That guilty feeling

By Maria Bailey

Guilt ... it appears at the most unlikely moments. Even if you believe you never experience the guilt associated with being a working mother, it finds its way into your life at least once. Just when you think you're finally achieving some resemblance of balance, guilt rears its nasty head into your life. I experienced it just the other day.

But before I describe the events surrounding the emotion, indulge me for a minute while I justify my decision to be the mother of four preschoolers and a working woman. Don't worry -- I can do it quickly. I've had lots of practice justifying myself to stay at home moms, my bosses, my peers and my family. I'm so good at it by now, that I have it down to two sentences. "I'm not the perfect mother. I try hard though."

My recent experience with working mother guilt
It was a Thursday. As many working mothers do, I did one of my 3-minute-stopped at a red-light-life assessments. Quickly I mentally go through the important elements of my life and take notes on the ones that seem to be lacking my attention since the last red-light-life assessment. Exercise and diet don't count. They are always at the bottom of the list.

While at the red light, I determined that I deserved a spontaneous outing with my children. Besides, it was Thursday and I'd already done 2 late nights at the office, 3 early morning breakfast meetings and missed a school lunch date. So I dropped everything, arrived home early, announced to the crew that they could remove their pajamas, put on swimsuits and we were going to the beach to play in the sand. Excitedly, clothes went flying and within minutes we were frolicking in the waves as the sun was going down. It was great fun not only for my daughters and sons, but for me too. No phones, no e-mail, just sand in the toes and happy children. I figured I'd found a way to make up at least 40 of the hours I'd been away from the home this week. I was still receiving praise as the last child kissed me good night.

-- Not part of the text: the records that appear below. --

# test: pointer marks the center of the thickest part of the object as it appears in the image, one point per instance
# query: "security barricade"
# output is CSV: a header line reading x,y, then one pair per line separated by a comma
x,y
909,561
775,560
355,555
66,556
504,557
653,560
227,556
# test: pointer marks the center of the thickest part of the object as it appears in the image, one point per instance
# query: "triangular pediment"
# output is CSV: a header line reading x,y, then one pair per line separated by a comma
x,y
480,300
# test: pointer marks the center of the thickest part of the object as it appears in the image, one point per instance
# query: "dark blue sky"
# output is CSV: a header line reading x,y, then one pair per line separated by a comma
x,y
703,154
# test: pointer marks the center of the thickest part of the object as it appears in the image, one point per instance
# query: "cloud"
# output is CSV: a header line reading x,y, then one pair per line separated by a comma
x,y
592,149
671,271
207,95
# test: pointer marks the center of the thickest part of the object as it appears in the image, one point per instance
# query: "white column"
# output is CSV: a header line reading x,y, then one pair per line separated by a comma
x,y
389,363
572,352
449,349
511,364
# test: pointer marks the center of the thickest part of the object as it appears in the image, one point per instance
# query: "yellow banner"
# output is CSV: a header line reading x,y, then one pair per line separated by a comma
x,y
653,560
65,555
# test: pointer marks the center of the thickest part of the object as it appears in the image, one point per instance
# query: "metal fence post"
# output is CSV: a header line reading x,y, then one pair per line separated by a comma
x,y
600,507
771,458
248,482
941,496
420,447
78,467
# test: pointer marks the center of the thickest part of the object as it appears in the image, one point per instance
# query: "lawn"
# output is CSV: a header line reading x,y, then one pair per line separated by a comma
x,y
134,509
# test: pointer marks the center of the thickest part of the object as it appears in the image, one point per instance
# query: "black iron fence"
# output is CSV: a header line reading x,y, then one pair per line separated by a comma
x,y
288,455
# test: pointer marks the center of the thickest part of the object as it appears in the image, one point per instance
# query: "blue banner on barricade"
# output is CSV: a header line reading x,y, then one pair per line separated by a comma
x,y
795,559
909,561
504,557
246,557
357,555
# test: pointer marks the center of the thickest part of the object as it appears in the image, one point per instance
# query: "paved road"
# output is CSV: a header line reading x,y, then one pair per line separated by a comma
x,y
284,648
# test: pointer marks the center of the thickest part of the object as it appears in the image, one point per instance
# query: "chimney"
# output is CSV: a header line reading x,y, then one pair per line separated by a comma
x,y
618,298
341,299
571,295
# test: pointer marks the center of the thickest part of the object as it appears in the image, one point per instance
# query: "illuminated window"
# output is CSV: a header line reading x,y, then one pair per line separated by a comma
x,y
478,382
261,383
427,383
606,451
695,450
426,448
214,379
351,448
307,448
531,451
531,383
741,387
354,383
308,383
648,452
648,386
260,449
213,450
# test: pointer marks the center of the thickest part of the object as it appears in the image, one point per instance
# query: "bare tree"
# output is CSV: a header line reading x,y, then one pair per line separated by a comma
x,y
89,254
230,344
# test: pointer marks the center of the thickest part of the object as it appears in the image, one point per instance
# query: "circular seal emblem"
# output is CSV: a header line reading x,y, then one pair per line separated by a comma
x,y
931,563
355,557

Friday was a great day at work. I was rejuvenated and feeling good about work and family balance. And then, it appeared ...Guilt. It came in the form of a phone call from my nanny. "I just wanted you to know that the teacher said Owen told her today that he is sometimes sad because he doesn't get to spend very much time with his mommy because she is always at work." You might as well have put a dull butter knife through my heart. It would have been less painful.

And to make matters worse, the message had to be delivered by my nanny. The woman I secretly envy for having the best job in the world: taking care of my children. I quickly thought of every parenting article I had skimmed in airports for the past five years. One theme came to mind. Listen to your child. Listen to your child. Owen was trying to tell me something, even if it was through his teacher. It was up to me to decode the message. The task shouldn't be too hard for a woman who has decoded ambiguous work assignments from managers far greater in age. I carefully plotted my strategy to addressing the issue in the same way that I had developed strategic plans for my former Fortune 100 employer.

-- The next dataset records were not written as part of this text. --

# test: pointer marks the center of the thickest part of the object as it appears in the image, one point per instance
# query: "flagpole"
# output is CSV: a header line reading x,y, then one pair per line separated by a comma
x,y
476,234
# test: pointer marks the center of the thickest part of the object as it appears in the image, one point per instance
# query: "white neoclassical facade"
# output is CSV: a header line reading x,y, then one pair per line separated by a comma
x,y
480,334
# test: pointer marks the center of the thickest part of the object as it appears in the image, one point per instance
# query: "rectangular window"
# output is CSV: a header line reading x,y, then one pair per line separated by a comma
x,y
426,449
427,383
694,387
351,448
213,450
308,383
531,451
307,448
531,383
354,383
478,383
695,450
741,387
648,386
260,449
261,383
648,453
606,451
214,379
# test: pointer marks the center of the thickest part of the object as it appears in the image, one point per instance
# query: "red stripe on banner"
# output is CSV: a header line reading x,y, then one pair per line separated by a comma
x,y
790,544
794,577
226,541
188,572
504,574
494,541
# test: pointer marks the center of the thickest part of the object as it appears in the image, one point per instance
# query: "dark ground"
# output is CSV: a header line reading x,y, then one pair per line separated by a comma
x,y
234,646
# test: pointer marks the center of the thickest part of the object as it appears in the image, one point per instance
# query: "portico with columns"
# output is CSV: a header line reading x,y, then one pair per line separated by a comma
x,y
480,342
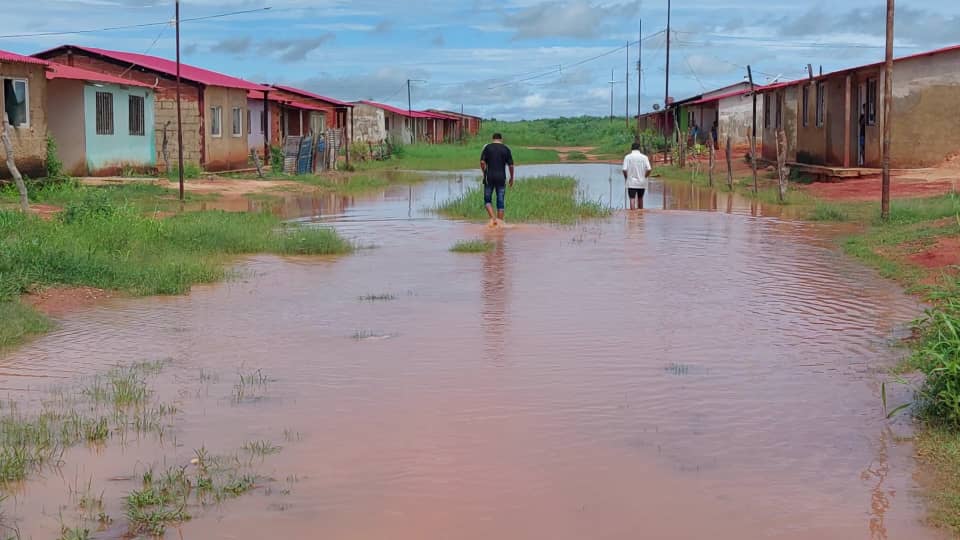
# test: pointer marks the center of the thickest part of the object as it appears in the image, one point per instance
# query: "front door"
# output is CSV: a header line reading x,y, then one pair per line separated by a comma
x,y
860,120
318,124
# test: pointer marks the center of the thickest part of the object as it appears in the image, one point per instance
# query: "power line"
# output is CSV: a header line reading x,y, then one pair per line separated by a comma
x,y
796,44
133,26
561,67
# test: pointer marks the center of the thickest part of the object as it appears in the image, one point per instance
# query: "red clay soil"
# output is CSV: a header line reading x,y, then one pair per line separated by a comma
x,y
56,301
944,254
868,188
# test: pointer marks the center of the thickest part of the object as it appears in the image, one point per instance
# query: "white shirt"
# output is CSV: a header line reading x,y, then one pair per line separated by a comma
x,y
636,165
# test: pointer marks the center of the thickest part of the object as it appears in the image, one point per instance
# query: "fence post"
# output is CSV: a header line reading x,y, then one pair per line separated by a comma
x,y
729,165
782,163
712,159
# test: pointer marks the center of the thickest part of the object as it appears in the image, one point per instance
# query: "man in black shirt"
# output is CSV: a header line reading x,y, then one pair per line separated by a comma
x,y
494,162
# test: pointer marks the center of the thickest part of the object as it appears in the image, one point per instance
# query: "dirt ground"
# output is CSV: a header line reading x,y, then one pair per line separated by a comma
x,y
207,185
56,301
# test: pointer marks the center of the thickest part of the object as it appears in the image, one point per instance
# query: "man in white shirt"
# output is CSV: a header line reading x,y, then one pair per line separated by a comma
x,y
636,170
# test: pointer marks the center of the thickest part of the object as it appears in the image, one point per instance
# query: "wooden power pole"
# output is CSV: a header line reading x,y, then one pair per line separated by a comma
x,y
753,135
179,110
887,106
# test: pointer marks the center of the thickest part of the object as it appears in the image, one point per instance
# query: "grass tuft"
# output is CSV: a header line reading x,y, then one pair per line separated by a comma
x,y
472,246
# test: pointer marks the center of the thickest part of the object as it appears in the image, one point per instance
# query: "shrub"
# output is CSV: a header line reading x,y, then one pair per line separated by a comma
x,y
53,164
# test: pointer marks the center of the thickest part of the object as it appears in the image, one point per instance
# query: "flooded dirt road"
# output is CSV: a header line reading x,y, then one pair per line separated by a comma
x,y
670,375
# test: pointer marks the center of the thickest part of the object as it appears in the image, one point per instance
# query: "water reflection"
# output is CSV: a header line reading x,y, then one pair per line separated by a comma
x,y
494,293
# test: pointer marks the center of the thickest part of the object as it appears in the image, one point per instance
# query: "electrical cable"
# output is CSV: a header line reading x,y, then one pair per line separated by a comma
x,y
133,26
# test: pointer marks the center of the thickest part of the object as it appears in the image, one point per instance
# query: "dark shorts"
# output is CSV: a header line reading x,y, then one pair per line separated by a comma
x,y
488,190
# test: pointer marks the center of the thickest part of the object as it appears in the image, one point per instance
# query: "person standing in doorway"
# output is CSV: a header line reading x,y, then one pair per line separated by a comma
x,y
636,172
495,160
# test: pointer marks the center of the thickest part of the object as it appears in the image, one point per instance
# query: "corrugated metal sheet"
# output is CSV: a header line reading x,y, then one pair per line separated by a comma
x,y
311,95
396,110
6,56
168,67
60,71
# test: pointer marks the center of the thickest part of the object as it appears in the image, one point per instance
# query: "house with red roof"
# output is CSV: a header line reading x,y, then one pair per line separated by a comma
x,y
293,112
836,120
214,105
103,124
22,103
375,122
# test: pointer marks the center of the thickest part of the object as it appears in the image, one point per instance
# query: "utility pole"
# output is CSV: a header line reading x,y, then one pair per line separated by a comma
x,y
666,97
413,121
179,111
639,74
887,105
410,107
613,81
626,97
753,136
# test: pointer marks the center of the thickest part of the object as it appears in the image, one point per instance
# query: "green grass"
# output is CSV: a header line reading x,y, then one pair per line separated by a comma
x,y
191,171
442,157
939,449
143,195
99,243
19,323
472,246
550,199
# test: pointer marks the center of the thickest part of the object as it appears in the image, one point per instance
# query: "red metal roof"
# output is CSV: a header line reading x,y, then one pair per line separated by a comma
x,y
306,106
722,96
395,110
6,56
60,71
168,67
311,95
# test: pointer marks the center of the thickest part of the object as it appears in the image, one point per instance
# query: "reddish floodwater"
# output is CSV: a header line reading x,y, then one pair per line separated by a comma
x,y
670,375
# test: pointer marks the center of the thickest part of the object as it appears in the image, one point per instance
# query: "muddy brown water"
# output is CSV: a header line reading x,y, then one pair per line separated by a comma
x,y
673,375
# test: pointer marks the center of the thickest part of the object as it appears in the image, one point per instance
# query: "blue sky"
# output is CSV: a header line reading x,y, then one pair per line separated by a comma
x,y
509,59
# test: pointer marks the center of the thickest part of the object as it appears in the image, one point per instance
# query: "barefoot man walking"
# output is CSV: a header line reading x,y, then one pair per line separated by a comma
x,y
494,162
636,170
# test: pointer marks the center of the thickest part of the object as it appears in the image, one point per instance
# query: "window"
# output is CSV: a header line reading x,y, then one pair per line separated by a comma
x,y
779,118
237,128
104,113
766,111
137,127
16,99
216,121
821,103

I identified my market: 5-year-old son. My approach didn't require a budget. I would listen to my market, address his needs, overcome objections and develop a plan of action to execute quickly. Simple. I've done this professionally 100 times.

After dinner I managed to pull Owen aside and execute my strategy. First I asked him about the comment to his teacher. He confirmed the conversation and I did as all the experts say to do, I validated his feelings of desiring more time with his mother. In fact, I told him, I felt the same way. I desired the same time with him. As our discussion moved into the fun time we had shared just the day before, I realized it wasn't the lack of time we spent together that was the issue. It was that time with Mom was a whole lot more fun than the ordinary day. Our beach outing had just reminded Owen of that. I was doing an okay job at being a mom. In fact, I was doing such a good job at making our time quality time that it was like giving a child sugar. They just couldn't get enough. What I had originally identified as a reason for guilt was actually a pat on the back that I was doing okay. I wasn't perfect, but I was trying hard. And Owen noticed it.